Traditional Quartet With a Modern BeatKim Duk-soo, creator of samulnori － a traditional percussive performing quartet - has long been credited with reviving public interest in Korean folk music.
Considered one of Korea's cultural icons, Mr. Kim and his band, Nanjang, will perform with a group of contemporary musicians including the jazz vocalist Woongsan on Munhwa Broadcasting Corporation's "Kim Duk-soo Special" program on Wednesday at 12:30 a.m.
Mr. Kim was born in 1952. By the age of five, he was touring with his father in a namsadang, a large group of wandering traditional musical entertainers. In the mid-1970s, Mr. Kim, Lee Gwang-soo, Choi Jong-shil and Kim Yong-bae revolutionized traditional music in Korea by taking the instruments and rhythms used in the centuries-old namsadang music and putting them in the hands of just four players on a stage.
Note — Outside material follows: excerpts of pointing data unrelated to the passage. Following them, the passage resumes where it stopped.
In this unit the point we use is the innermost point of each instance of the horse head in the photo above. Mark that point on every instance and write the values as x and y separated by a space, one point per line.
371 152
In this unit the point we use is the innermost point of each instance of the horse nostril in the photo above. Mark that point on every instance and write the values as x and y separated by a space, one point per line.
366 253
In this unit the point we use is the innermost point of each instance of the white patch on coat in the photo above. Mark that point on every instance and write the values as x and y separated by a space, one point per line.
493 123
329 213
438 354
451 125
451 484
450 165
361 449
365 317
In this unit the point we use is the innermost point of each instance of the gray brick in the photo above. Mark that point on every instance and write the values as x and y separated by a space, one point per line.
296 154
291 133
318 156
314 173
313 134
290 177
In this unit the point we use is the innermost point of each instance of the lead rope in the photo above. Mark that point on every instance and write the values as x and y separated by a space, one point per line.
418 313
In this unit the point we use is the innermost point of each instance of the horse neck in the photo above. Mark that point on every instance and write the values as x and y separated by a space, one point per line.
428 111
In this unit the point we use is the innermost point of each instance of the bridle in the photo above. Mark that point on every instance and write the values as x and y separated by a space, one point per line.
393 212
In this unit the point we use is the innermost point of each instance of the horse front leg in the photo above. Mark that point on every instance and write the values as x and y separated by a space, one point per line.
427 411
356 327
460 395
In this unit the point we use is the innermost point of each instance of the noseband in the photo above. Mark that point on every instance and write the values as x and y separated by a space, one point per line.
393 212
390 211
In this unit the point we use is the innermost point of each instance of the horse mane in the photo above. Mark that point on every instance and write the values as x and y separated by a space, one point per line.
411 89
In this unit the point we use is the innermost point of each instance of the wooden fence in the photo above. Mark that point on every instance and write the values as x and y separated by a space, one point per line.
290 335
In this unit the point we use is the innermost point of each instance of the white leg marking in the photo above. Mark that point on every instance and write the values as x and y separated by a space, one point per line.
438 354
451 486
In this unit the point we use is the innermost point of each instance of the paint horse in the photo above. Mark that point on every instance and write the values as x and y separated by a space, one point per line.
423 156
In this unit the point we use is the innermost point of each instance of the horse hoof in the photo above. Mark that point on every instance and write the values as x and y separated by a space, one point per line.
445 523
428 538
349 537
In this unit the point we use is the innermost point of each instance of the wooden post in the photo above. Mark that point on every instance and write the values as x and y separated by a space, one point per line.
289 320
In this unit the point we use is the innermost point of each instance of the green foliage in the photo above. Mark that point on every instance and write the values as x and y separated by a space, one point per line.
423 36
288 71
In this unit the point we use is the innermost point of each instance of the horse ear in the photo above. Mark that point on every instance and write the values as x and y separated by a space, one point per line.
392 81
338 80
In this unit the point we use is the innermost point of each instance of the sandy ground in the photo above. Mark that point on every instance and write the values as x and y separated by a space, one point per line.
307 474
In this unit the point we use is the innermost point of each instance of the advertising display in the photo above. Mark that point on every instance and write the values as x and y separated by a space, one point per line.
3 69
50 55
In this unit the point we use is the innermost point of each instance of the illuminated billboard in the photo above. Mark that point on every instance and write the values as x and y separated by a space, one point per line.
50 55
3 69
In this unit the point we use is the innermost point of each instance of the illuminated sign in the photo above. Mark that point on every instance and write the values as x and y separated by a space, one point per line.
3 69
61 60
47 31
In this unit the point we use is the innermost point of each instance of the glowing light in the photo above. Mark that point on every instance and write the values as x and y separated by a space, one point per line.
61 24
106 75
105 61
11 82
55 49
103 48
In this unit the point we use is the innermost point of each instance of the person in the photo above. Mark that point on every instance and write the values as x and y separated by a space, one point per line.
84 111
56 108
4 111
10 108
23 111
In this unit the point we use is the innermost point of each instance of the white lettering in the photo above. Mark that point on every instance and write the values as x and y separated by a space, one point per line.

They forced the public to reassess the "farmers' music" in a more formal artistic arena.
The traditional instruments used in samulnori (literally, "four instruments playing") are called the changgo (hourglass-shaped drum), the buk (the barrel drum), the ching (large gong) and the kwaenggwari (small gong). Kwaenggwari players sometimes also twirl long white streamers attached to their hats in a dance called mogdolligi.
Mr. Kim has continued to breathe new life into old folk music forms. "His music can be put into the category of 'fusion music' in the sense that he has worked with musicians of many different genres, ranging from jazz to orchestral music," said Lee Yoo-ho, the director of MBC's program.
In 1989, samulnori met jazz when Mr. Kim released his first album with Red Sun, a group of American and European jazz musicians. He worked again with Red Sun on albums "Then Comes the White Tiger" (1993) and "A New Horizon" (1995). In 1997, Mr. Kim demolished a few more cultural boundaries when he released the album "Mr. Changgo" with a number of popular contemporary musicians including Shin Hye-chul, the leader of N.E.X.T., a Korean heavy metal band.
Mr. Kim's fans range from students to grandparents. "He has revitalized traditional music, which used to be seen as boring and repetitive," said Park Hyo-soon, a middle-aged woman. "Kim Duk-soo's samulnori is passionate, versatile and retains the old music's spirituality."
And Mr. Kim's collaborations with musicians from around the world have resulted in increasing international interest in samulnori. "Thanks to his great efforts, samulnori has become a genre of international appeal, transcending cultural divisions," said Kwon Hyuk-rae, a member of a private samulnori club.
According to the Samsung Foundation of Culture, the rising numbers of samulnori fans around the world have prompted the formation of a samulnori network, which is called the "Samulnorian."